Fri Feb 5 11:02:40 UTC 2016

+gluster-devel

> 
> Hi Sakshi/Susant,
> 
> - There is a data corruption issue in migration code. Rebalance process,
>   1. Reads data from src
>   2. Writes (say w1) it to dst
> 
>   However, 1 and 2 are not atomic, so another write (say w2) to same region
>   can happen between 1. But these two writes can reach dst in the order (w2,
>   w1) resulting in a subtle corruption. This issue is not fixed yet and can
>   cause subtle data corruptions. The fix is simple and involves rebalance
>   process acquiring a mandatory lock to make 1 and 2 atomic.

We can make use of compound fop framework to make sure we don't suffer a significant performance hit.
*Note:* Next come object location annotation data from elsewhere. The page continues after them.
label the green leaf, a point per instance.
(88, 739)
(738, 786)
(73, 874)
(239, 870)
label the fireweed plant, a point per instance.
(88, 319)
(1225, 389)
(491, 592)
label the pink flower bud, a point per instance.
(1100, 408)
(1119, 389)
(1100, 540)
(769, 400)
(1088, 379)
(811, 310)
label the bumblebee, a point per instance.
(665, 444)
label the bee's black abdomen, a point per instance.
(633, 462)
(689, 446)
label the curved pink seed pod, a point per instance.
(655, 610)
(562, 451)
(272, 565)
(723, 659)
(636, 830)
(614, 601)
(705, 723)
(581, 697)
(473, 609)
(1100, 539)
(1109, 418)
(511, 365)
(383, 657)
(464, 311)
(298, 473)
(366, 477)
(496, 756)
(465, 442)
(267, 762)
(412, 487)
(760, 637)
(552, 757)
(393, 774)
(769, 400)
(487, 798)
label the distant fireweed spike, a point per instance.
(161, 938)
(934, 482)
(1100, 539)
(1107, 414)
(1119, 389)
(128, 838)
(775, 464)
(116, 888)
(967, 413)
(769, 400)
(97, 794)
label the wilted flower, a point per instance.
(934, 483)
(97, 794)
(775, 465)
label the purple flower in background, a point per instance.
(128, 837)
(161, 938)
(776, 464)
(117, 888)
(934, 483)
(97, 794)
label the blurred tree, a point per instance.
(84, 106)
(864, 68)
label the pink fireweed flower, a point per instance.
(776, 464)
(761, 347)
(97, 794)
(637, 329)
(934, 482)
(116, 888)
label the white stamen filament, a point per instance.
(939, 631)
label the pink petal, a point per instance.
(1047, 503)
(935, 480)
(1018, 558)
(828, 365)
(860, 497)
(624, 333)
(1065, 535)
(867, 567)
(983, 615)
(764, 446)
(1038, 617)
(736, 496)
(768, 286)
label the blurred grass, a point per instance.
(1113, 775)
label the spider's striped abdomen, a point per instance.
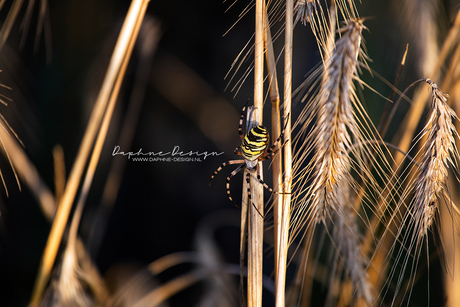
(254, 143)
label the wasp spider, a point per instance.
(253, 148)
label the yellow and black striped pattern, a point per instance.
(254, 143)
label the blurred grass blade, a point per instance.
(121, 53)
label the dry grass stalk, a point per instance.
(122, 52)
(277, 169)
(255, 221)
(148, 39)
(286, 204)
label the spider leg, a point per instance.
(249, 194)
(224, 165)
(266, 185)
(240, 127)
(270, 153)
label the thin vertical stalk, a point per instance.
(277, 169)
(285, 212)
(122, 51)
(255, 221)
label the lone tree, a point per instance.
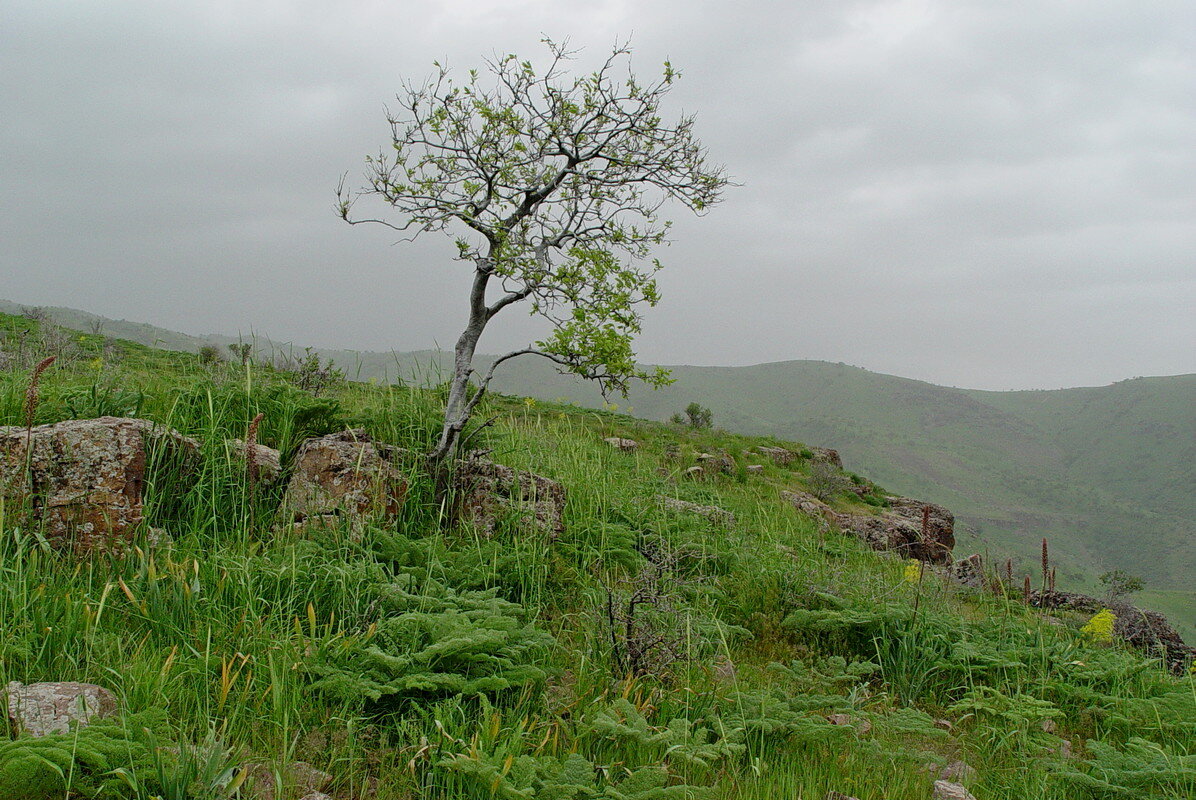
(550, 188)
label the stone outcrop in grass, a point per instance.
(346, 474)
(488, 493)
(85, 478)
(42, 708)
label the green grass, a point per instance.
(419, 659)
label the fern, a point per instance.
(1141, 770)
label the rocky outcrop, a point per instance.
(86, 477)
(1146, 630)
(489, 492)
(888, 530)
(709, 513)
(938, 521)
(345, 472)
(717, 463)
(266, 463)
(43, 708)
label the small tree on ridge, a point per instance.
(551, 189)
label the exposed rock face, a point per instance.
(86, 477)
(42, 708)
(714, 464)
(345, 472)
(301, 777)
(1147, 630)
(489, 490)
(884, 531)
(940, 523)
(712, 513)
(949, 791)
(780, 456)
(828, 456)
(264, 460)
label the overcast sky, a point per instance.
(995, 194)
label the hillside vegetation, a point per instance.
(1105, 474)
(421, 657)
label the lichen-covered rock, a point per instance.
(345, 472)
(264, 462)
(43, 708)
(717, 463)
(885, 531)
(1146, 630)
(488, 492)
(299, 776)
(86, 477)
(940, 523)
(949, 791)
(711, 513)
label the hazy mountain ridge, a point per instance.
(1105, 474)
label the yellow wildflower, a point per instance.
(1100, 627)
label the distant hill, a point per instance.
(1106, 474)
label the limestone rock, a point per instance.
(87, 476)
(714, 464)
(968, 572)
(949, 791)
(958, 771)
(884, 531)
(488, 490)
(940, 525)
(42, 708)
(345, 472)
(267, 460)
(711, 513)
(780, 456)
(299, 776)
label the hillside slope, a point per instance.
(1105, 474)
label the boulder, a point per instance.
(86, 477)
(488, 492)
(345, 472)
(938, 521)
(266, 460)
(828, 456)
(780, 456)
(715, 464)
(299, 776)
(1146, 630)
(882, 531)
(711, 513)
(623, 445)
(958, 771)
(42, 708)
(949, 791)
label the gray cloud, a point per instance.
(983, 194)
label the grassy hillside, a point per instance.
(415, 658)
(1105, 474)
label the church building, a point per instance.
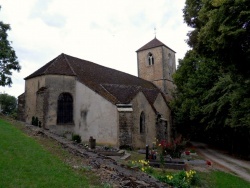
(70, 95)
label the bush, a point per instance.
(77, 138)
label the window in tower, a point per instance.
(142, 123)
(150, 59)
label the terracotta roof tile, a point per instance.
(114, 85)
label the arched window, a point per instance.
(64, 109)
(150, 59)
(142, 123)
(170, 60)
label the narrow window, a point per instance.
(64, 109)
(142, 123)
(150, 59)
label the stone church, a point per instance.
(71, 95)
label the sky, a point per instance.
(104, 32)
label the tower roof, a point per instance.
(153, 44)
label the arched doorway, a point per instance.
(65, 108)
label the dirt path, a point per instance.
(108, 169)
(239, 167)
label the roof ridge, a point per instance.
(65, 56)
(109, 92)
(44, 72)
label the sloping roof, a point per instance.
(153, 44)
(115, 86)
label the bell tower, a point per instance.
(156, 63)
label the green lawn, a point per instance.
(25, 163)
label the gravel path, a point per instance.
(108, 169)
(237, 166)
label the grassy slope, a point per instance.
(24, 163)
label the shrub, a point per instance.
(182, 179)
(77, 138)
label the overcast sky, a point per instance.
(107, 32)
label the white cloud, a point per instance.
(105, 32)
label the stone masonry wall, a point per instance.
(125, 126)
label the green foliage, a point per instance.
(221, 27)
(182, 179)
(8, 104)
(77, 138)
(8, 58)
(212, 101)
(24, 163)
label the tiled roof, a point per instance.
(114, 85)
(153, 44)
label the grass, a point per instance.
(220, 179)
(24, 162)
(208, 179)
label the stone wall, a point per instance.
(125, 129)
(164, 121)
(140, 104)
(21, 107)
(31, 87)
(161, 72)
(56, 85)
(95, 116)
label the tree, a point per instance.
(221, 31)
(8, 58)
(8, 104)
(213, 80)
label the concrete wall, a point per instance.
(140, 104)
(95, 116)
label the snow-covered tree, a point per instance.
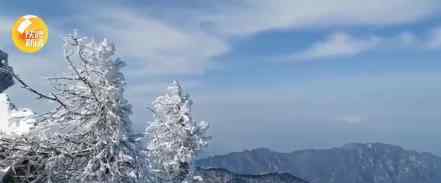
(173, 137)
(86, 138)
(93, 124)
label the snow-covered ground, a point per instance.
(14, 121)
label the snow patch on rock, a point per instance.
(14, 121)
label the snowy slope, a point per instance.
(14, 121)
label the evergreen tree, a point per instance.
(174, 138)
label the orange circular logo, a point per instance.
(29, 34)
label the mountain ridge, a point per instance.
(350, 163)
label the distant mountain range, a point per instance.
(351, 163)
(218, 175)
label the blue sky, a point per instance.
(284, 74)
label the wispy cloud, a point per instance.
(337, 45)
(253, 16)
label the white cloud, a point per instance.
(337, 45)
(351, 119)
(162, 47)
(252, 16)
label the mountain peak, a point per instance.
(354, 162)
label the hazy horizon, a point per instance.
(285, 75)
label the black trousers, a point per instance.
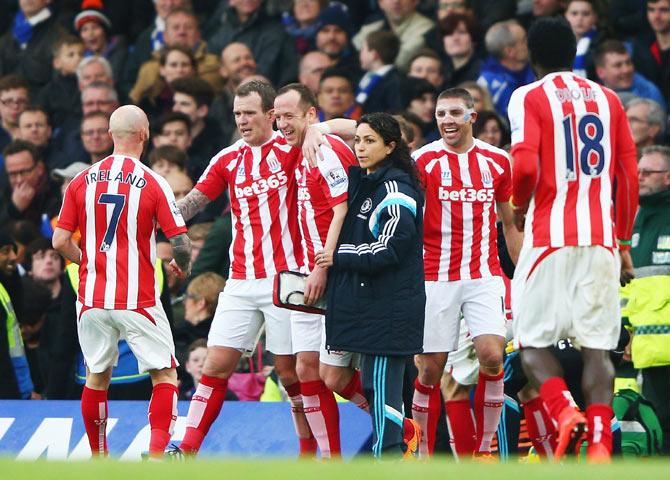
(656, 389)
(382, 378)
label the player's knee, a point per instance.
(335, 378)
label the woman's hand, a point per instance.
(324, 258)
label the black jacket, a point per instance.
(376, 294)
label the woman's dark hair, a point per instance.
(482, 120)
(388, 128)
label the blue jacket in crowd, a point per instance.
(501, 82)
(376, 294)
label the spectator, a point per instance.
(647, 122)
(13, 100)
(193, 97)
(651, 51)
(312, 66)
(154, 95)
(427, 64)
(334, 38)
(31, 194)
(648, 309)
(94, 69)
(237, 65)
(507, 67)
(246, 22)
(149, 41)
(16, 382)
(45, 268)
(336, 96)
(180, 184)
(378, 89)
(195, 360)
(60, 97)
(167, 158)
(460, 37)
(411, 28)
(615, 70)
(301, 22)
(491, 129)
(202, 296)
(95, 30)
(173, 129)
(95, 137)
(480, 95)
(26, 48)
(34, 127)
(421, 102)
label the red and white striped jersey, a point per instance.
(459, 221)
(116, 204)
(319, 190)
(263, 200)
(570, 137)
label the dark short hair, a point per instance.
(457, 92)
(162, 59)
(170, 154)
(65, 41)
(35, 109)
(608, 46)
(307, 97)
(552, 44)
(263, 89)
(18, 146)
(201, 91)
(169, 117)
(450, 23)
(337, 72)
(40, 244)
(386, 44)
(13, 82)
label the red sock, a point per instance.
(426, 406)
(556, 396)
(162, 416)
(308, 444)
(541, 429)
(205, 406)
(354, 392)
(461, 423)
(94, 413)
(599, 421)
(323, 416)
(489, 399)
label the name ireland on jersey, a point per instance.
(262, 185)
(106, 176)
(466, 195)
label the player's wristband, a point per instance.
(624, 244)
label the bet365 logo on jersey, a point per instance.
(263, 185)
(466, 195)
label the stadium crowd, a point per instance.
(66, 65)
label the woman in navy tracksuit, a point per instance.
(376, 295)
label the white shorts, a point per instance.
(569, 292)
(146, 330)
(245, 306)
(308, 334)
(481, 301)
(463, 364)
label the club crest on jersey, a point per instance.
(446, 178)
(335, 177)
(241, 174)
(487, 179)
(273, 162)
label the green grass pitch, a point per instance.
(309, 470)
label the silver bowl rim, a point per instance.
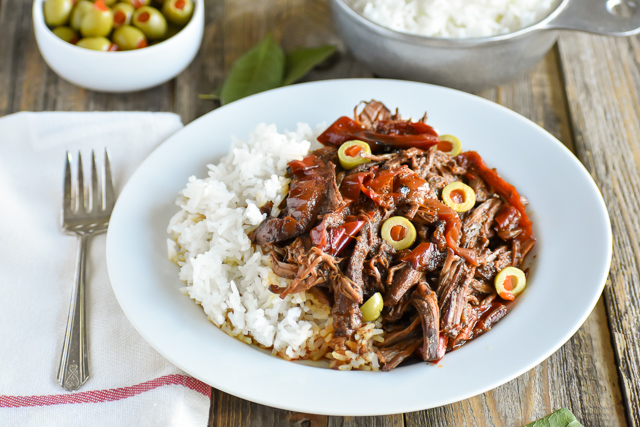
(543, 24)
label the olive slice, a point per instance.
(178, 11)
(399, 232)
(372, 308)
(510, 283)
(96, 43)
(459, 196)
(349, 154)
(150, 21)
(450, 145)
(122, 13)
(98, 21)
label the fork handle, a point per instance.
(73, 370)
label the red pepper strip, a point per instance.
(350, 229)
(419, 257)
(506, 190)
(451, 229)
(346, 129)
(384, 187)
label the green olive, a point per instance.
(95, 43)
(372, 308)
(150, 21)
(67, 34)
(399, 232)
(459, 197)
(510, 283)
(137, 4)
(452, 144)
(178, 11)
(122, 13)
(129, 38)
(98, 21)
(349, 153)
(57, 12)
(81, 8)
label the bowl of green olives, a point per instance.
(118, 45)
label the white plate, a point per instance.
(567, 274)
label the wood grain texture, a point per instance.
(581, 375)
(602, 79)
(585, 93)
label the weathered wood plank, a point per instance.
(581, 376)
(27, 83)
(602, 79)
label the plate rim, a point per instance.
(375, 411)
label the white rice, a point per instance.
(230, 278)
(223, 272)
(455, 18)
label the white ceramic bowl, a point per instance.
(124, 71)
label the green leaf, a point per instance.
(259, 69)
(561, 418)
(301, 61)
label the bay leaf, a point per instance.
(259, 69)
(299, 62)
(560, 418)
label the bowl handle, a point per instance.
(607, 17)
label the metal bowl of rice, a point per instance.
(451, 44)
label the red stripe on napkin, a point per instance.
(110, 395)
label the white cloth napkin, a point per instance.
(130, 384)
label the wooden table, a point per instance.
(585, 92)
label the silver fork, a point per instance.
(84, 220)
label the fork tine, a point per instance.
(67, 206)
(96, 203)
(109, 193)
(81, 206)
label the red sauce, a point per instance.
(419, 257)
(353, 151)
(387, 134)
(384, 187)
(445, 146)
(451, 229)
(334, 240)
(506, 190)
(398, 233)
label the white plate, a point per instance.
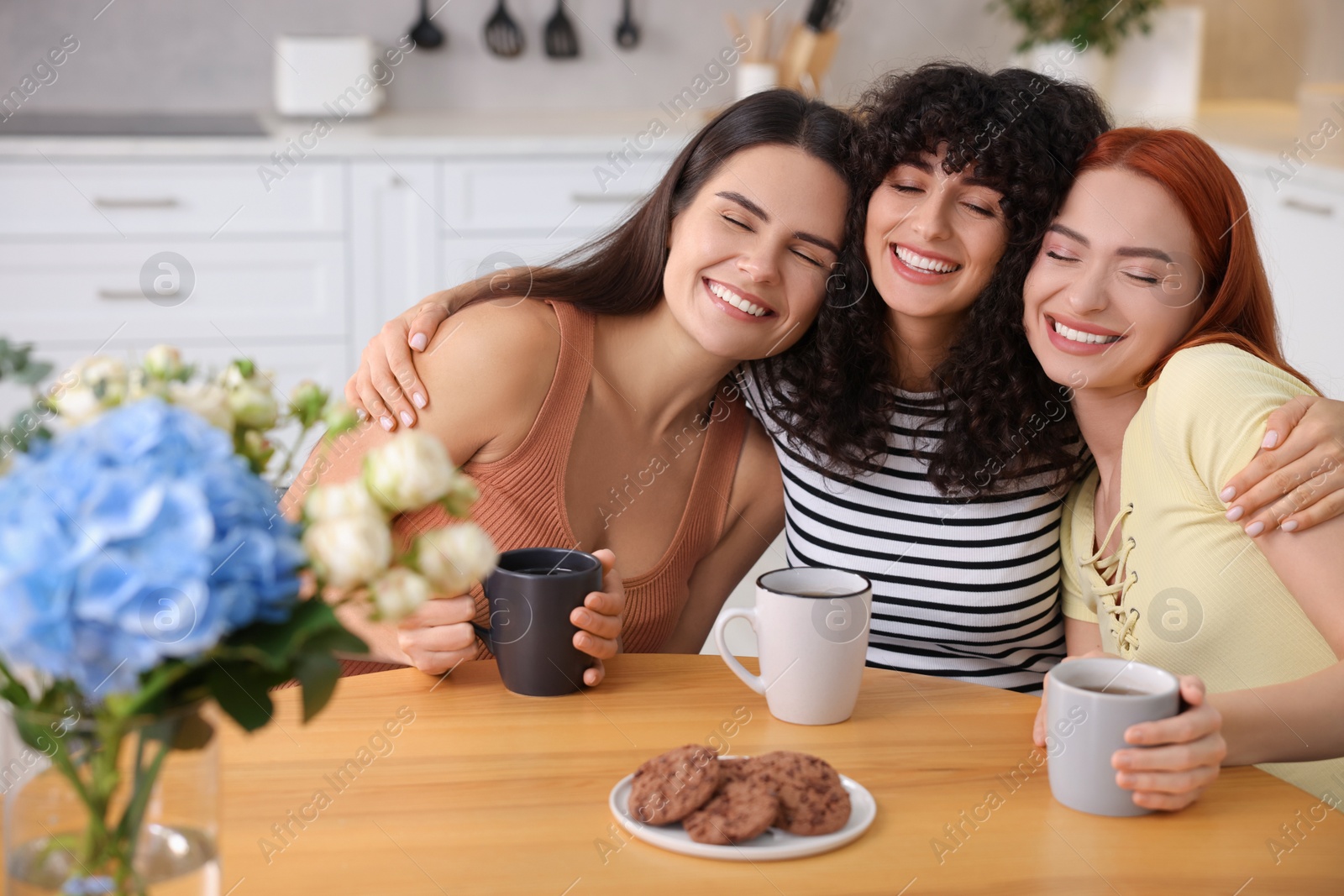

Following will be the sequence of operations done by rebalance process:

1. issues a compound (mandatory lock, read) operation on src.
2. writes this data to dst.
3. issues unlock of lock acquired in 1.

Please co-ordinate with Anuradha for implementation of this compound fop.

Following are the issues I see with this approach:
1. features/locks provides mandatory lock functionality only for posix-locks (flock and fcntl based locks). So, mandatory locks will be posix-locks which will conflict with locks held by application. So, if an application has held an fcntl/flock, migration cannot proceed.
2. data migration will be less efficient because of an extra unlock (with compound lock + read) or extra lock and unlock (for non-compound fop based implementation) for every read it does from src.

Comments?

> 
> regards,
> Raghavendra.